It was a first for Brooklyn, and lovers of craft beverages were among the beneficiaries.
Over the weekend of October 3 and 4, CHEERS NY – the brainchild of the Brooklyn Chamber of Commerce, in conjunction with the Empire State Development Corporation and Taste NY – debuted in a handsome, industrial-chic space in Sunset Park’s Industry City.
The festive two-day event provided event-goers (who paid $50 per person) with the opportunity to sample the wares of breweries, wineries and distilleries from the borough and across New York as well as some of the culinary creations of Brooklyn manufacturers, in a concurrently-run Brooklyn Eats marketplace.
Those who attended could enjoy a three-hour tasting session with approximately 40 beverage manufacturers, including 19 based in Brooklyn, offering up their wares. These included the borough’s Sixpoint Brewery, Brooklyn Winery, the Coney Island Brewing Company and Industry City Distillery.
In the nearby Marketplace, Brooklyn manufacturers – some brand-new, some deeply embedded in the borough — including chocolate-makers Raaka, Tumbador and Jo-Mart, bakers like Brooklyn Cupcake, Damascus and Aunt Butchie’s, and some manufacturers that defy characterization (Mama O’s Kimchi and Brooklyn Bangers) – were able to strut their stuff, and shine.

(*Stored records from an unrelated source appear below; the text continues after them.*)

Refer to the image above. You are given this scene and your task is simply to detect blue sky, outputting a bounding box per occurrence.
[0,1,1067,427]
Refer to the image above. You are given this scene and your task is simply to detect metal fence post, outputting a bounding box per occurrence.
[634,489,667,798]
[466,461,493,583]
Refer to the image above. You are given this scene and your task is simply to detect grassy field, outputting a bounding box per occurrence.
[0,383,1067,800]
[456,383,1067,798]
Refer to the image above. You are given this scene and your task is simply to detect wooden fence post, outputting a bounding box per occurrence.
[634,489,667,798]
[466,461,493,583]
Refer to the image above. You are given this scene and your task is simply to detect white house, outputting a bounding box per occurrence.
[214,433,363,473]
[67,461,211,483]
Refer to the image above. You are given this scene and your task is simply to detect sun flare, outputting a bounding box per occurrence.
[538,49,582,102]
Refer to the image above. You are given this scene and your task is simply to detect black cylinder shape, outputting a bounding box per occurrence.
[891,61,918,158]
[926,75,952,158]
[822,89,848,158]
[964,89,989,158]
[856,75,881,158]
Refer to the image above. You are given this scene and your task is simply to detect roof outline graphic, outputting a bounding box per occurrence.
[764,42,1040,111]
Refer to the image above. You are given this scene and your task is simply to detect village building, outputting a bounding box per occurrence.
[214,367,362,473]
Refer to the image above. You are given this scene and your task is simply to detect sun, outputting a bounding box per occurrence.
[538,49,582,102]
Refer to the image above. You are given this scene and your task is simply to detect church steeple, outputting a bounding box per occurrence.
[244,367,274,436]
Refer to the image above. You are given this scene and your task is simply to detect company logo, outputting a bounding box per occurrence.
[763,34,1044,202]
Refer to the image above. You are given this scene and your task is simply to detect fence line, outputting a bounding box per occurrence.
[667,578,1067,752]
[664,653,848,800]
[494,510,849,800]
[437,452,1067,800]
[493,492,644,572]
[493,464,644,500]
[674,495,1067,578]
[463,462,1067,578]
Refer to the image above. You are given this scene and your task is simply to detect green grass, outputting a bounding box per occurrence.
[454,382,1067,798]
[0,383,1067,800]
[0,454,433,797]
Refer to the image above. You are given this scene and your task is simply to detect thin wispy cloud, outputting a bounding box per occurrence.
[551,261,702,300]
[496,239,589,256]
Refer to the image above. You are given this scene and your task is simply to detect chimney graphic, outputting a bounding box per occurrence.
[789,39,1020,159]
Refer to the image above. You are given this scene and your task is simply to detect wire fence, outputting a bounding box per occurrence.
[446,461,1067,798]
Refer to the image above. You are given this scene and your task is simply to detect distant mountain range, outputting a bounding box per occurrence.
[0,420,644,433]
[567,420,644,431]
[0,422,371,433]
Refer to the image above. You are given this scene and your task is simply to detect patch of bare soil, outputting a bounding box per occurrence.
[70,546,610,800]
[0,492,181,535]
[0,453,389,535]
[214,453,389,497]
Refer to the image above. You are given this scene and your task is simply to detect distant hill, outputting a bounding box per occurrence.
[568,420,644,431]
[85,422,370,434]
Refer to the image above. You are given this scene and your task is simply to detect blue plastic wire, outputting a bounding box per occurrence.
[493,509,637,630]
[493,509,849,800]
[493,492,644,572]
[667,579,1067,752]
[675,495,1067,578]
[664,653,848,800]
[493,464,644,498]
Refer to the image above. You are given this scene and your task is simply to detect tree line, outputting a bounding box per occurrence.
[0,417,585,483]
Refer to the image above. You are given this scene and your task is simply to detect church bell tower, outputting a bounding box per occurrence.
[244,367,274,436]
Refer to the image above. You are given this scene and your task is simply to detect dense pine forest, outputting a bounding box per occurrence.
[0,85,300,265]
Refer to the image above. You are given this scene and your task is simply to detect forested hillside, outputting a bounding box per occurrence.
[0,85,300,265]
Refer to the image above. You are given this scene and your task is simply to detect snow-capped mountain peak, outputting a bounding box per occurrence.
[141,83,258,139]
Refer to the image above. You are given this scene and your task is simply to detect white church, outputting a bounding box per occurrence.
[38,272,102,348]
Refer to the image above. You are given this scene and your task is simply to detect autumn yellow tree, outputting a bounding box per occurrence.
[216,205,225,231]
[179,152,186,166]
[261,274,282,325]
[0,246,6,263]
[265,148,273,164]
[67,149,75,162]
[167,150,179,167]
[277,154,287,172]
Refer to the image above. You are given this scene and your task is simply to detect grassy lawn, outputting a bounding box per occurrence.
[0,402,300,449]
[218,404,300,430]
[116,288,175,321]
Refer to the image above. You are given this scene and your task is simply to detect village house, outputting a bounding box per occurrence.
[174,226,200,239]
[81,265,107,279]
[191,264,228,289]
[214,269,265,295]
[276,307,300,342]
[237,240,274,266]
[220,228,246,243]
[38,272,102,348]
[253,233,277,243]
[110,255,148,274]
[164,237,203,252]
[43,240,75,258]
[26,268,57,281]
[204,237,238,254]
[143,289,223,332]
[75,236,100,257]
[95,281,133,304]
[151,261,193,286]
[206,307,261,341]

“We brought together some of the best wines, beers and distilled liquors from across the state, in one place, in Brooklyn,” noted Chamber President Carlo Scissura. “We wanted to showcase that you can make in Brooklyn and you can make in New York State and be successful. It was a wonderful opportunity to bring everybody together. It was really exciting. Nothing like this has ever been done.”
How successful was the concept? By the Friday before opening, the event had almost sold out, according to Scissura, who said that, at that point, there were a few tickets left for Sunday only.
“This shows there’s a desire in Brooklyn to learn about what’s being made in Brooklyn,” Scissura noted, stressing, “This is a growing trend in New York City, employing thousands and thousands of New Yorkers in very good-paying jobs. Our job is to keep them in Brooklyn.”
Both the craft beverage makers and the small batch food makers represent something that is growing at Industry City, what the complex’s CEO Andrew Kimball calls “the innovation economy.” Stressing that it was “exploding,” Kimball said the phenomenon had resulted in “a new wave of job creation in New York and a new way that people are moving into the middle class.”
Within Industry City, approximately two million square feet of space – that, said Kimball had “lain fallow” for years – has already been leased, out of a total of six million, with 2,000 jobs created, on the way, he predicted, to 10,000.
There are in Industry City, said Kimball, “over 400 tenants” in a “broad range” of fields, including art, design, technology, all of whom “feed off each other.
“At its core,” Kimball went on, “is food.”
A key to that are the commercial kitchens that have been welcomed into the complex, now numbering more than 25, and all with a retail window and open to the public “so people could see what was being made.”
Nor is Sunset Park alone in attracting such tenants. The Brooklyn Navy Yard is also a nexus of small scale manufacturing, and other, similar businesses are opening up, said Scissura, in Red Hook, Bushwick and Williamsburg as well.
“I’m so psyched about what’s going on in Brooklyn,” added Peter Meyer, the Chamber’s former chair. “This is about all of Brooklyn. This is an amazing thing, and Brooklyn is the best city in the United States.”